PRESIDENT'S ESSAY
A Time For Presence
POSTED
April 6, 2020

We're forcibly separated from each other. Residents of many cities around the world are sheltered in place, permitted to leave home only for basic necessities.

It's tempting to hunker down in our personal bunkers, avoid contact with others, and wait out the storm.

The opposite is true. More than usual, we need to be present to one another. When fear verging on panic grips the world, we realize more than ever our need for companionship.

We're creatures of mutual presence because we are made in the image of a God who makes Himself present, a God of three co-present Persons.

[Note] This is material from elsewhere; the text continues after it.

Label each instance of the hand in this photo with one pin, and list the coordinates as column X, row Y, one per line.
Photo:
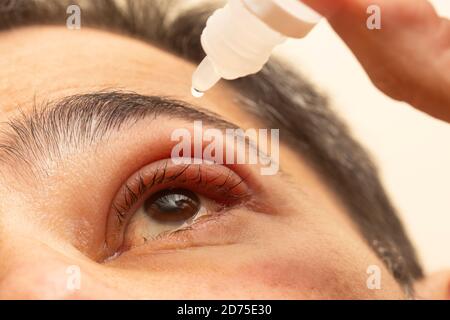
column 408, row 58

As John Frame has said for a long time, the covenant God of Scripture not only speaks with authority and controls all things, but speaks and controls by drawing near. Control, authority, and presence make up the triad of covenant attributes.

God makes Himself present in speech. Israel hears His voice from the mountain, Moses and the prophets hear and record His words. Finally, in the last days, the Word becomes flesh and dwells among us.

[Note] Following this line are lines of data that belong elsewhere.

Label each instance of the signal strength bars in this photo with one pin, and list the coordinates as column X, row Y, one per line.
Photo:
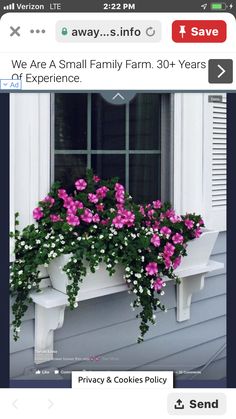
column 10, row 6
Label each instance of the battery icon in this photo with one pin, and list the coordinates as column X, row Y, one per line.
column 218, row 6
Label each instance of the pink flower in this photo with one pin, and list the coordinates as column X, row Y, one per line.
column 151, row 268
column 87, row 216
column 37, row 213
column 62, row 194
column 157, row 204
column 156, row 225
column 175, row 219
column 158, row 284
column 118, row 221
column 169, row 250
column 79, row 204
column 170, row 213
column 177, row 238
column 73, row 220
column 177, row 262
column 189, row 223
column 96, row 218
column 92, row 198
column 55, row 218
column 166, row 231
column 150, row 213
column 72, row 209
column 119, row 188
column 128, row 217
column 49, row 199
column 155, row 240
column 167, row 262
column 96, row 179
column 101, row 192
column 68, row 202
column 80, row 184
column 197, row 233
column 100, row 207
column 141, row 210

He makes Himself present by entering into face-to-face communion, first with chosen representatives like Moses (Exodus 33:11; Deuteronomy 5:4) and then, in the incarnation, with a whole generation of Jews. He makes Himself tangible, audible, capable of being handled (1 John 1).

By the Spirit, we are brought into the Son's face-to-face communion with the Father. With unveiled face, we see the face of God in the face of Jesus (2 Corinthians 3:12-4:6).

It's been plausibly argued that Paul is talking about a face-to-face contact mediated through the church. We are face-to-face with Jesus when face-to-face with our brothers, even the least.

This logic has a liturgical application. We assemble before God's face, but we also assemble to be face-to-face with one another. We praise God, but we also "speak to one another with Psalms, hymns, and spiritual songs" (Ephesians 5:19; Colossians 3:16).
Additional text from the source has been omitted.